Thursday, June 02, 2011

Tiptoeing through a minefield

We have been in Israel for nearly a week. Between hosts and tour guides and exploring a bit on our own, we have seen old cities and ruins and religious shrines of all sorts. There were places we were not permitted to go, though. When a gesture asking a guard if we might pass is answered with the barest shake of a head, the meaning is clear. It would be rude to argue, particularly when the guard is visibly armed, as nearly all are. There are guards, both uniformed and plainclothes, and gates and locks and security checkpoints everywhere, as is understandable.

We have had interesting conversations about souks and taxi drivers and food and ancient history and farming and geology. As polite guests, we have not brought up any topics of modern history or politics or living in the middle of what some might think of as a perpetual war zone. But neither has anyone we’ve spoken with.
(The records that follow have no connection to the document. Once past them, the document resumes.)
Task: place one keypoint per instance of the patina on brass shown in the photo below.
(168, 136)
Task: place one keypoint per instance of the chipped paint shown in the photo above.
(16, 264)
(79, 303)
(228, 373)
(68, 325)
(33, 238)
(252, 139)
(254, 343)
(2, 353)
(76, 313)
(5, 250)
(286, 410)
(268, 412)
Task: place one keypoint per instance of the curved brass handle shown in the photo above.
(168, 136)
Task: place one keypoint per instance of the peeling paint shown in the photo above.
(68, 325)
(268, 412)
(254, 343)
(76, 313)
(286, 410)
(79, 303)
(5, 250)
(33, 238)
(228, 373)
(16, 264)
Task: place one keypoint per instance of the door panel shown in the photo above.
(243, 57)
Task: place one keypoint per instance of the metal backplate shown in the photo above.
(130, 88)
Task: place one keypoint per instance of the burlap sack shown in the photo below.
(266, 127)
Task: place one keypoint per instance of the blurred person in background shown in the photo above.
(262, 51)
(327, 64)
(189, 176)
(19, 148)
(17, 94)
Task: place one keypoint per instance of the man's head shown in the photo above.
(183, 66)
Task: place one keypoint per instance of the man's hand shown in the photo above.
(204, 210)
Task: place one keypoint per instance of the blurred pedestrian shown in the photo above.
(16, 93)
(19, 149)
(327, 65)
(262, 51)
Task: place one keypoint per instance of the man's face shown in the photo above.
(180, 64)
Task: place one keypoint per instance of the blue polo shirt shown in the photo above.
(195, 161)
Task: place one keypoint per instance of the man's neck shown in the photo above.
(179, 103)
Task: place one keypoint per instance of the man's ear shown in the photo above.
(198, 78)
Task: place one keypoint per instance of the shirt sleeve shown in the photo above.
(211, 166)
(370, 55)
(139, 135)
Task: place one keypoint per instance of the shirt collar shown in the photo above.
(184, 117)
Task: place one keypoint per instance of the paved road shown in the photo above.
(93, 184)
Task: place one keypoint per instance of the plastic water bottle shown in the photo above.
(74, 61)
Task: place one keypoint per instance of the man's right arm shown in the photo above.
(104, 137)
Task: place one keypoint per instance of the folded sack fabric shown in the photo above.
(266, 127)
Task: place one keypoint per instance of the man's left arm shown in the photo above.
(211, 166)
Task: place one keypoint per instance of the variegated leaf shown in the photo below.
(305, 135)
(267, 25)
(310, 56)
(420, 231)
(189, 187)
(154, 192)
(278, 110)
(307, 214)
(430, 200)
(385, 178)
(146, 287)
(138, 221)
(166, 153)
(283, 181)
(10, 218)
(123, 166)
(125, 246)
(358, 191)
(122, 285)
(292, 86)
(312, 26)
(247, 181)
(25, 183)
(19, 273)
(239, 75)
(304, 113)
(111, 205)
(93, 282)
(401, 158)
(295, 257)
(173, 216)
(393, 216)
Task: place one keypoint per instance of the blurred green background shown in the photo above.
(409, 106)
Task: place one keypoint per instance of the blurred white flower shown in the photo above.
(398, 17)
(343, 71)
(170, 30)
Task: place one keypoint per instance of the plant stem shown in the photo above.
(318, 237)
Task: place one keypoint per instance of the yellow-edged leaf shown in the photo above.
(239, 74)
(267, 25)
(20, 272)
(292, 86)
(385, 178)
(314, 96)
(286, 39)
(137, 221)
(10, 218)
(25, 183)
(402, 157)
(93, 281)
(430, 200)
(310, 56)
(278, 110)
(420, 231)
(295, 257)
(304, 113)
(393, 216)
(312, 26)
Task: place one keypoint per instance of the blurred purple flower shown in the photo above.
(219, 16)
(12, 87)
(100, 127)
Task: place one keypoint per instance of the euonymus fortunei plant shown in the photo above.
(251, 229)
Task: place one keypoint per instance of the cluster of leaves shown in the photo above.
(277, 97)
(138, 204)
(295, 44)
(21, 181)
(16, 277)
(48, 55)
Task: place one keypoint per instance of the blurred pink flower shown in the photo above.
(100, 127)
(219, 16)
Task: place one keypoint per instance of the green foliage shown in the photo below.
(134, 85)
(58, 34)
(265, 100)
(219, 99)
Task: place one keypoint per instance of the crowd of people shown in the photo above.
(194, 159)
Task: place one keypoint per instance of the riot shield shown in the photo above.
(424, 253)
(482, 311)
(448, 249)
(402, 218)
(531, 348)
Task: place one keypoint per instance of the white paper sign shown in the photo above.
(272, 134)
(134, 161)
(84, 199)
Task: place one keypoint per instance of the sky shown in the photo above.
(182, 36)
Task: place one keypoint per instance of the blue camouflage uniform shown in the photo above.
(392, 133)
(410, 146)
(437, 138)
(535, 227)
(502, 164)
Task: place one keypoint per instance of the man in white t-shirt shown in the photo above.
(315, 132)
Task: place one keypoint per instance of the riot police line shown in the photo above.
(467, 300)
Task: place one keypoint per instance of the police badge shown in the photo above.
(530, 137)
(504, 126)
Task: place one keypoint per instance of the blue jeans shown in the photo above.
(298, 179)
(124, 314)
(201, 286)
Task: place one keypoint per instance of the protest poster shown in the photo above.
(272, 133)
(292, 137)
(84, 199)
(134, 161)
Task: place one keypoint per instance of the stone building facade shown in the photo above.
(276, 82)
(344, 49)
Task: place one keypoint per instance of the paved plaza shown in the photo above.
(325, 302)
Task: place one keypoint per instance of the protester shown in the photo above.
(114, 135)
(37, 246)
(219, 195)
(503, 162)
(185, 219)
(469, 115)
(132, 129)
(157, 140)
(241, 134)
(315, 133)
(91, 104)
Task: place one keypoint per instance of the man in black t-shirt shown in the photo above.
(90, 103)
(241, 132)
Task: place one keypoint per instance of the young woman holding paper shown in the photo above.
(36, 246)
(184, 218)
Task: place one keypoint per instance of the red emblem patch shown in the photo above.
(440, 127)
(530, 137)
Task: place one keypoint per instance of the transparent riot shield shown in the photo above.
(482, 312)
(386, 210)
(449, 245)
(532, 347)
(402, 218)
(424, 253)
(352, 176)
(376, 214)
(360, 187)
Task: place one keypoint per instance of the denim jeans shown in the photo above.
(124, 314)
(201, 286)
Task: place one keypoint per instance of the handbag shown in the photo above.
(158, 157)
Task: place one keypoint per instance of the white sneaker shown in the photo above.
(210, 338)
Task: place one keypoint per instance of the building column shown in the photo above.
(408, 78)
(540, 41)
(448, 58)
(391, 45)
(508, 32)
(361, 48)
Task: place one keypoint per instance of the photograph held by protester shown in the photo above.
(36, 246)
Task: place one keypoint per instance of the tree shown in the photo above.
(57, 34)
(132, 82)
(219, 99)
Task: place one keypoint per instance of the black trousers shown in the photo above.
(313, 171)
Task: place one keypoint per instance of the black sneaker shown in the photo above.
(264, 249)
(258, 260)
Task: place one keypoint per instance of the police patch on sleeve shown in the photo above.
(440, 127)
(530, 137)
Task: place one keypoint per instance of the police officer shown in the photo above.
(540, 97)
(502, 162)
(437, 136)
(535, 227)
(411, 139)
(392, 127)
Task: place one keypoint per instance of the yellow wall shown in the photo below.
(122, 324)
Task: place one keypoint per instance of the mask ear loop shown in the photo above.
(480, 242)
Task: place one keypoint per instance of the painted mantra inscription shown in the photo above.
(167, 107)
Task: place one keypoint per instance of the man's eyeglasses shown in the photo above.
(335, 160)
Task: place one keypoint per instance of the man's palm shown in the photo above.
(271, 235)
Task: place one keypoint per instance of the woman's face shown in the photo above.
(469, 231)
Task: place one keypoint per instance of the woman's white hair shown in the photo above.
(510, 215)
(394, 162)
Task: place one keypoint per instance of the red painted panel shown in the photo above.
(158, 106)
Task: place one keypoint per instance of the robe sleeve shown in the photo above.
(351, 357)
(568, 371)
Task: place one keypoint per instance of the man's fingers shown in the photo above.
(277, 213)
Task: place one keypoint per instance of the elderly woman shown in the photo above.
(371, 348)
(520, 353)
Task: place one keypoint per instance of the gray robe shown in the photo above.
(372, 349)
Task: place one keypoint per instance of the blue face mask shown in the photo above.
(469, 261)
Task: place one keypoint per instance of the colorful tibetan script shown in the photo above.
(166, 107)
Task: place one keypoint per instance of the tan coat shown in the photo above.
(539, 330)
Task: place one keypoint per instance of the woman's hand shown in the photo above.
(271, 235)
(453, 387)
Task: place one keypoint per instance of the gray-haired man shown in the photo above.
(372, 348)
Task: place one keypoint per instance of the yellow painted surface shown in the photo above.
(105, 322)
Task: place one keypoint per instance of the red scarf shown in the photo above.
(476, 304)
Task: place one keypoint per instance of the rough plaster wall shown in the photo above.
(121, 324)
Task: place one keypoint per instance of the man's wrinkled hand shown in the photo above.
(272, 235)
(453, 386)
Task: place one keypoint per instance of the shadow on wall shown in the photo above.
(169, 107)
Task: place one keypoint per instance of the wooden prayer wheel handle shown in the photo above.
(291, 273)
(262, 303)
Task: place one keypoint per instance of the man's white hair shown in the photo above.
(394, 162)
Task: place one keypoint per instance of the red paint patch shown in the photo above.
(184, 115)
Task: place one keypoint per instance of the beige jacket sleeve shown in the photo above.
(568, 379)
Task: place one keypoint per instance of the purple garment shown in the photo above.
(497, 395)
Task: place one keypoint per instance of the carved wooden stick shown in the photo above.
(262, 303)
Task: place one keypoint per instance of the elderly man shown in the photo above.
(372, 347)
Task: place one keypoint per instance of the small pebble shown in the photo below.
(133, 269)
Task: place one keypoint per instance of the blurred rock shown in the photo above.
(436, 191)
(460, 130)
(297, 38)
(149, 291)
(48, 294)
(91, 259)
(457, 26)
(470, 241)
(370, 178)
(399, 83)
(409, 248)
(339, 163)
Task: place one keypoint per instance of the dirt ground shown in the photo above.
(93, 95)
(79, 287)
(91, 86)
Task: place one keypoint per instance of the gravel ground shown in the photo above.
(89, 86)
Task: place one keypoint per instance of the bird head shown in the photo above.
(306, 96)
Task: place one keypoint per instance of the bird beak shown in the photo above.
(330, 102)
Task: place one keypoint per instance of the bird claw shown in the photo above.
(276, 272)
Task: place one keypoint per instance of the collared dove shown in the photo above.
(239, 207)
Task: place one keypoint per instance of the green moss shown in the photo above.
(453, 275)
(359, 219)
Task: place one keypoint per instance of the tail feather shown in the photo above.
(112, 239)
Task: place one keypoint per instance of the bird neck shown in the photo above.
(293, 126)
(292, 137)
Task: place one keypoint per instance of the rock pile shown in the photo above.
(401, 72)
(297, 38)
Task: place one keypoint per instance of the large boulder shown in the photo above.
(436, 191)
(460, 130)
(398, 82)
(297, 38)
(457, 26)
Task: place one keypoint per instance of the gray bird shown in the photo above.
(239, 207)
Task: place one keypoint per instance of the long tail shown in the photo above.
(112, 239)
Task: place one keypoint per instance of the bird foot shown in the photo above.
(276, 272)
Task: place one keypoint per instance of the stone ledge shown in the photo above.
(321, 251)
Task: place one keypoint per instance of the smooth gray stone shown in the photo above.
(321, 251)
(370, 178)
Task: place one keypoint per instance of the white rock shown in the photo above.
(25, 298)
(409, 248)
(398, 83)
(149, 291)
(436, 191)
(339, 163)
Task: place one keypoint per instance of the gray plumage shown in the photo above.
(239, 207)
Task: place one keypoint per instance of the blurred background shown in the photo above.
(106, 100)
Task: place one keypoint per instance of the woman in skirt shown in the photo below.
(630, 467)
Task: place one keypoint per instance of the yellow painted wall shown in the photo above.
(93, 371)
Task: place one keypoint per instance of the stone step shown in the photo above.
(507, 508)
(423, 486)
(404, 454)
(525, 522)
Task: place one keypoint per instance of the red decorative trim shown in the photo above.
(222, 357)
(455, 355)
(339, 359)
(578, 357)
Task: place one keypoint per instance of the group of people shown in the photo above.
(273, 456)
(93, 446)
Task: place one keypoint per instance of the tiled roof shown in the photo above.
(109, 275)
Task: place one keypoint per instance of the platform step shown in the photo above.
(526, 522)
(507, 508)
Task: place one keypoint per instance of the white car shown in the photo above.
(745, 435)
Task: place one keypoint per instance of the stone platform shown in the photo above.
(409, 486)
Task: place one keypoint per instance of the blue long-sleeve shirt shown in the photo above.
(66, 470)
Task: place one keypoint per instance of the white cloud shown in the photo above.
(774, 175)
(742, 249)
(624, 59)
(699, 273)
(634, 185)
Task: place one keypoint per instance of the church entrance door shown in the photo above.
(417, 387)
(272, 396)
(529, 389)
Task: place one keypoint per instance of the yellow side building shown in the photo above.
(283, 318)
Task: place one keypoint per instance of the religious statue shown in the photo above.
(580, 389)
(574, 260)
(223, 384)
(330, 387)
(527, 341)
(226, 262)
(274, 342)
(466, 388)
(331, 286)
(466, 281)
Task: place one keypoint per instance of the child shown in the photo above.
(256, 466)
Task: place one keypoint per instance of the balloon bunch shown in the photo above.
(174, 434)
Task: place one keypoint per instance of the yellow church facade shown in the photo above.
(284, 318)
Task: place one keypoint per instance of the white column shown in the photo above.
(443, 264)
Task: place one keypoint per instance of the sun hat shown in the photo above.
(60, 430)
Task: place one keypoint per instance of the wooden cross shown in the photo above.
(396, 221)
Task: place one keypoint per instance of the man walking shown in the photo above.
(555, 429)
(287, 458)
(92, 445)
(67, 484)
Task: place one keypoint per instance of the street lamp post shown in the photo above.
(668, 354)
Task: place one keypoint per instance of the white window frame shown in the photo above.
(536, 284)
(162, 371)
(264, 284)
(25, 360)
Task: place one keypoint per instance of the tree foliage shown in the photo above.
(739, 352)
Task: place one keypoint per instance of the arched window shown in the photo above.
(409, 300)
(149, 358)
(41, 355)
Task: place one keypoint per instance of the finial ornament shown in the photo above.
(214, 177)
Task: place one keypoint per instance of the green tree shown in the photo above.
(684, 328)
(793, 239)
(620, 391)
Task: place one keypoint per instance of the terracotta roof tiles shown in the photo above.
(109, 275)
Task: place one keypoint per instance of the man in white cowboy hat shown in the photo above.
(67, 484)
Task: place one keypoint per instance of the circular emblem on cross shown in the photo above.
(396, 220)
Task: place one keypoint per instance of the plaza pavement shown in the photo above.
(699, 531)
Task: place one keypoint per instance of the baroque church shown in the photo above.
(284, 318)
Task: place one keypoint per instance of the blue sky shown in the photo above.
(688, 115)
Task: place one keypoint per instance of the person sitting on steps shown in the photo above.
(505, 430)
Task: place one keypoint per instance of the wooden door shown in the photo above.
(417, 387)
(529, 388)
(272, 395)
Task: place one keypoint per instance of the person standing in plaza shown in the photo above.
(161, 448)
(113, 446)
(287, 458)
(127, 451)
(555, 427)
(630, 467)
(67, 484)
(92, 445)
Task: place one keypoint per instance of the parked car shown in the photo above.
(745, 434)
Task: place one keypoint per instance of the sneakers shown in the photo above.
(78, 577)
We learned, for example, that most farmworkers are from Thailand, but we knew not to ask why.

On a bus tour a couple of days ago to visit some archaeological sites, the guide, a smart, knowledgeable, and articulate person, provided a running commentary about communities and land features and crops as we drove past. (Guides are licensed and must pass a rigorous exam.) But whenever we approached a cemetery—and some that we passed appeared to be quite old—she diverted our attention to something on the other side of the road, often something banal. In the course of the day, she made no mention of any deaths more recent than the eleventh century or of any extant graves anywhere.

I am reminded of three wise monkeys.